My rating: 5 of 5 stars
I didn’t know more about the history of trees and forests in the US than that I’d heard that once a squirrel could have traveled across the continent on tree tops and never touched ground. I knew that old-growth forests had more to offer their environment than their wood, something that replanting did not restore. This book expanded my understanding considerably. Rutkow explores our varying attitudes toward trees and links them with the history of the development of the nation.
Two links were particularly striking. First, one reason Virginia was colonized was to send lumber back to England. Rutkow told of Richard Hakluyt’s proposal for a lumber producing colony that first failed because of dangers on the high seas, but was accepted when reintroduced twenty years later after the defeat of the Spanish Armada. Rutkow told of the depleted supply in England accompanied by the need for wood for ship building for one thing; for example, a 100 ton warship required 2000 mature oaks, or 50 acres of forest. The second link to history that surprised me was the shift from tents to house troops to barracks in World War I and how that increased the need for lumber.

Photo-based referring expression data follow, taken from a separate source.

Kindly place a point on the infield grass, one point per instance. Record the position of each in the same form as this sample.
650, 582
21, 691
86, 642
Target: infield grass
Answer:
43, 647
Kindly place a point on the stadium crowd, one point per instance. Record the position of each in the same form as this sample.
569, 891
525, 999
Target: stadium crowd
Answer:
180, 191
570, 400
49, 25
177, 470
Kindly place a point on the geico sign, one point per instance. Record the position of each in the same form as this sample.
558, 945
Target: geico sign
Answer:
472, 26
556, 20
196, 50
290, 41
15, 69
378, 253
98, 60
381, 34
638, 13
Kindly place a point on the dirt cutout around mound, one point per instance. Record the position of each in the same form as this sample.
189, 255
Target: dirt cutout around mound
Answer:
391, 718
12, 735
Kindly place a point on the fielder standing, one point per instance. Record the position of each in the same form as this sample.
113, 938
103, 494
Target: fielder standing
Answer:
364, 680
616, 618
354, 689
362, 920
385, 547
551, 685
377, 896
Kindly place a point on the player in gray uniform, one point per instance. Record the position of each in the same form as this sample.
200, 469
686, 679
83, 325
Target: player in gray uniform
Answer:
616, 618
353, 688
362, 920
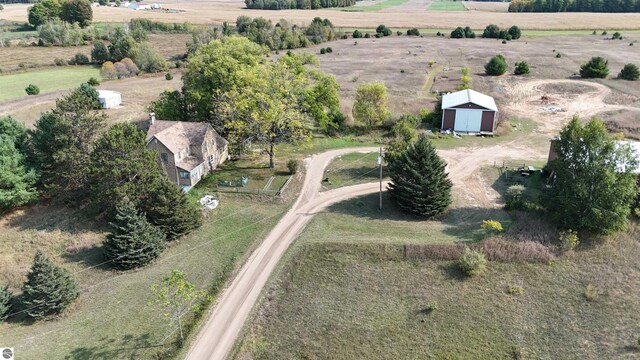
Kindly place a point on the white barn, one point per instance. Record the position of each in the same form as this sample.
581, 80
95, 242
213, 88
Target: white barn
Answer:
469, 111
109, 99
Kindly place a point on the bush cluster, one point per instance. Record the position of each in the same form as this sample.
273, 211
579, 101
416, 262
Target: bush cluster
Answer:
494, 32
496, 66
472, 262
461, 33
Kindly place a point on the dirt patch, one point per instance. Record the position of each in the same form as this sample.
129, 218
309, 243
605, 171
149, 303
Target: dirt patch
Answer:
623, 121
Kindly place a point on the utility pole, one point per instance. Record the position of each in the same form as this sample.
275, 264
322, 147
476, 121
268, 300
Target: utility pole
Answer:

Rutkow organizes by chronology, by geography, and by theme. Though that order requires some back and forth movement in time, his signals are easy to follow. He has endnotes for the scholar, but they are referenced to text by page and not note numbers, so they do not distract from the story for the more casual reader.And Rutkow is a good story teller. We learn the link between hard cider (made from unpredictable quality apple trees grown from seed) and Johnny Appleseed’s doing some of the first planting of trees as well as handing out seeds; this story is accompanied by quite a character sketch of Johnny’s appearance and religious motivation. Rutkow tells of various stages and developments of attitude toward forests through sketches of key figures: Names that appear throughout are Olmsted, Weyerhauser, Muir, and Pinchot along with others who seek to beautify, to use, to enjoy, and to steward resources. The evolving mission of the Forest Service is traced in detail.
As Rutkow says in the epilog, the book is about how “trees shaped our society and how we shaped them in return.”